Minimnya pengajaran, kajian, dan keahlian terkait Pasifik mempertegas retorika sebagai bagian dari bangsa Pasifik, tetapi tak memiliki literasi Pasifik memadai. Para pemangku kepentingan lain, seperti diplomat dan wartawan, juga perlu meningkatkan lagi diskursus terkait Pasifik. Pemahaman tentang kawasan dan masyarakat Pasifik masih berfokus pada interaksi formal dan minim interaksi informal.
Sebagai kawasan maritim dengan nilai kultural begitu tinggi, masyarakat Pasifik membangun komunikasi berdasarkan interaksi sosial dan kultural. Ini terlihat dari pengaruh aktor-aktor non-negara yang banyak terlibat dalam advokasi lingkungan, dampak nuklir, ketahanan ekosistem maritim, ataupun perlindungan kelompok masyarakat rentan di Pasifik.
Layaknya keterlibatan aktif dengan aktor-aktor non-negara di ASEAN, para diplomat RI perlu melakukan upaya serupa dengan kelompok masyarakat sipil yang cukup berpengaruh di Pasifik, seperti Pacific Network on Globalisation (PANG), Pacific Islands Association of Non-Governmental Organisations (PIANGO), Pacific Regional NGOs (PRNGO), dan Pacific Women’s Network Against Violence Against Women.
Interaksi informal dengan kelompok-kelompok tersebut tanpa apriori tertentu akan membantu memahami sejauh mana peran dan keterlibatan Indonesia berdampak pada kawasan dan masyarakat Pasifik.
Keterlibatan media juga menjadi penting dalam membangun diskursus Pasifik.
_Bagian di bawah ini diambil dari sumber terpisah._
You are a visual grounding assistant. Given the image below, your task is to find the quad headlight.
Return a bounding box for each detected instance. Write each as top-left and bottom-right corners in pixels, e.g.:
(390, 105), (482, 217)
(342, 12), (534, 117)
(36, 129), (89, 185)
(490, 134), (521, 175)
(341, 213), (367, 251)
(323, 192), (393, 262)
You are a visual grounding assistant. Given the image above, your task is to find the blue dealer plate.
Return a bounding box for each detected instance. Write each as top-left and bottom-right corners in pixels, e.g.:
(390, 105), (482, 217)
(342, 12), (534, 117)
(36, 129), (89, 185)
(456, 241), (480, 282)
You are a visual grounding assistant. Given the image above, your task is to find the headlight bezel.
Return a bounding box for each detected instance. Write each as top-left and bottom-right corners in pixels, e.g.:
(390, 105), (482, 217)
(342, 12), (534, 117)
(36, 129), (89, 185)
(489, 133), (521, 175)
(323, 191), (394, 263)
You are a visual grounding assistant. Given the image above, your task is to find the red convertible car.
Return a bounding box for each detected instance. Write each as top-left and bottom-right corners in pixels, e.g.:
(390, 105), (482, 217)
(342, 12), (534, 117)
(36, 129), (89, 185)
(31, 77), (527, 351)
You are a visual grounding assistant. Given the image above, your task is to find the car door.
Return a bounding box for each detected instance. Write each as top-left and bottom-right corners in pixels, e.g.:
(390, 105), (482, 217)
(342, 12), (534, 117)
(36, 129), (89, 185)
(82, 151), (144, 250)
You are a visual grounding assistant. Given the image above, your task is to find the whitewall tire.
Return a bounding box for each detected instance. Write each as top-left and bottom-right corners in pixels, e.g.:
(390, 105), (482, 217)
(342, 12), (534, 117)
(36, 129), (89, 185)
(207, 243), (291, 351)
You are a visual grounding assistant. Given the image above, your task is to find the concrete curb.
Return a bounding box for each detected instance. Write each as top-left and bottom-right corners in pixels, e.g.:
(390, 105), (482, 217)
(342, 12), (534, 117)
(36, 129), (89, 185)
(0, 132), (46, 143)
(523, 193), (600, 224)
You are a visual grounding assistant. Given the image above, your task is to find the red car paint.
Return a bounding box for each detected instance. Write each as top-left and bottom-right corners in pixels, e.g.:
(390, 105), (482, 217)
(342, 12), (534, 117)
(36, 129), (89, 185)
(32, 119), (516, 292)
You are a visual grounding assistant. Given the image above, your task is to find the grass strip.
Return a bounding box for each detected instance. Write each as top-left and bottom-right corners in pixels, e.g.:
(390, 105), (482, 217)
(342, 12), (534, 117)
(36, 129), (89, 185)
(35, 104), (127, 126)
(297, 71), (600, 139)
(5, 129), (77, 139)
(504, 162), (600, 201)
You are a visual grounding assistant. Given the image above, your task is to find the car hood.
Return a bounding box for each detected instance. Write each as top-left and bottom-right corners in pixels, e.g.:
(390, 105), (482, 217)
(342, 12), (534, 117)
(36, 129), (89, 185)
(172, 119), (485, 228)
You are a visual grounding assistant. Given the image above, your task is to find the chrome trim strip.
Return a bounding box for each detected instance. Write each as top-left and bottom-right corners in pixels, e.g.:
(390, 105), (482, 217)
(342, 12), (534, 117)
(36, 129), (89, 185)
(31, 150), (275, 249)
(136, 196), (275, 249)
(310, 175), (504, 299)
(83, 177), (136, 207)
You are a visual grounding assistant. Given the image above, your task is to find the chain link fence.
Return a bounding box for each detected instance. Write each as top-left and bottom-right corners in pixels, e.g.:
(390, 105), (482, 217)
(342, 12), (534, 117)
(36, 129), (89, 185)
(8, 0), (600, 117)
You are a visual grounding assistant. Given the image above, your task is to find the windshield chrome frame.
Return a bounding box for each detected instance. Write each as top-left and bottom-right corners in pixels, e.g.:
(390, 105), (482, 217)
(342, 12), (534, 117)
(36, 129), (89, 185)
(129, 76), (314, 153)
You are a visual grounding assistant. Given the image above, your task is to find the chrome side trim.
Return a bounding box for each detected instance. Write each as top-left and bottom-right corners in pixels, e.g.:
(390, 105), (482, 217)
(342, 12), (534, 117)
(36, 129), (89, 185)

Sejauh ini, pemberitaan Pasifik juga masih terbatas pada isu Papua, geopolitik, dan bencana alam. Hanya segelintir media, seperti tabloid Jubi di Papua, yang secara konsisten dan khusus menyediakan rubrik Pasifik untuk memberitakan dinamika sosial, politik, budaya, ekonomi, dan keamanan di kawasan itu.
Hal ini menunjukkan kurangnya minat masyarakat Indonesia secara umum untuk mengetahui perkembangan kawasan Pasifik yang secara geografi sangat dekat dengan Indonesia.
Klaim dan diskontinuitas
Dalam dua dekade terakhir, pernyataan sebagai bagian dari bangsa Pasifik masih bermasalah akibat klaim lemah terkait komposisi demografi Melanesia di wilayah Indonesia dan ketidakberlanjutan peranan Indonesia di Pasifik. Dalam riset kami (Wangge & Lawson, 2023), klaim 11 juta penduduk Melanesia yang mewakili kedekatan Indonesia dengan Pasifik perlu dipertanyakan.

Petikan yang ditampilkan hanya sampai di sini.